= Thomas W. Hill =

American politician

Thomas Warden Hill (January 9, 1817 - May 26, 1879) was an American farmer from Springfield, Wisconsin, who held a number of offices in local government. He served two one-year terms as a member of the Wisconsin State Assembly from Walworth County: one term as a Freesoiler and a second term, ten years later, as a Republican.

== Background ==
Thomas W. Hill was born in Swanton, Vermont, on January 9, 1817, and moved when he was five years old from Lewis, Essex County, New York, to elsewhere in the country. His parents died when he was a child, and he was raised by his uncle, who he lived with until he was 21 years old.

In the fall of 1838, he left for the frontier, traveling mostly on foot. He arrived in Geneva in the Wisconsin Territory on October 15 of that year, and found work in a store and in a gristmill on local a farm. By March 1839, he bought a plot of land in Hudson (now Lyons), which he retained for the rest of his life. He was elected to office for the first time in the 1840 elections of Geneva, when he was chosen as tax collector and constable.

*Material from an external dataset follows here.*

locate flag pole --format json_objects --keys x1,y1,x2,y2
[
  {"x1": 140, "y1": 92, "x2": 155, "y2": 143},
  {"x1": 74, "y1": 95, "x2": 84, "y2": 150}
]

In the spring of 1842, he joined the Presbyterian Church in Geneva after being moved by a series of revival meetings during the previous winter. On February 12, 1843, he married Lydia Ferris. On their first anniversary, they moved to his land in Hudson, where they lived for most of the next three decades. They continued to improve the original land and expanded their holdings over the years, and Hill pursued private studies to supplement his formal education.

== Public office ==
Hill held numerous offices in Hudson during his time there, including chairing the township's board of supervisors. Between 1849 and 1867, he was elected repeatedly to the county board of supervisors, including one year (1865) as the board's chairman and one of the county's Superintendents of the Poor.

His first term in the Wisconsin State Assembly was for the sixth session of the state legislature (1853), in which he represented the 2nd Walworth County district (the towns of Elkhorn, Geneva and Hudson). He was assigned to the standing committee on claims, and was succeeded in the next term by Simeon Spafard, a Democrat.

He was elected to the Assembly again for the sixteenth session (1863), succeeding fellow Republican Sylvester Hanson in a redistricted 2nd district, which consisted of La Grange, Richmond, Sugar Creek, and Whitewater. He was assigned once again to the committee on claims, and also to town and county organization. He was succeeded in the next session by fellow Republican Daniel Smith.

== After the Assembly ==
After serving with the Assembly, Hill continued to farm and participate in local politics. In the spring of 1868, he moved back to Geneva and stayed there until the spring of 1870, when he was put in charge of the county poor farm and asylum, a position he held until his death. He held numerous offices in his church, including superintendent of the Sabbath school, deacon, and ruling elder.

On May 26, 1879, he died suddenly of a heart attack while overseeing work at his old homestead.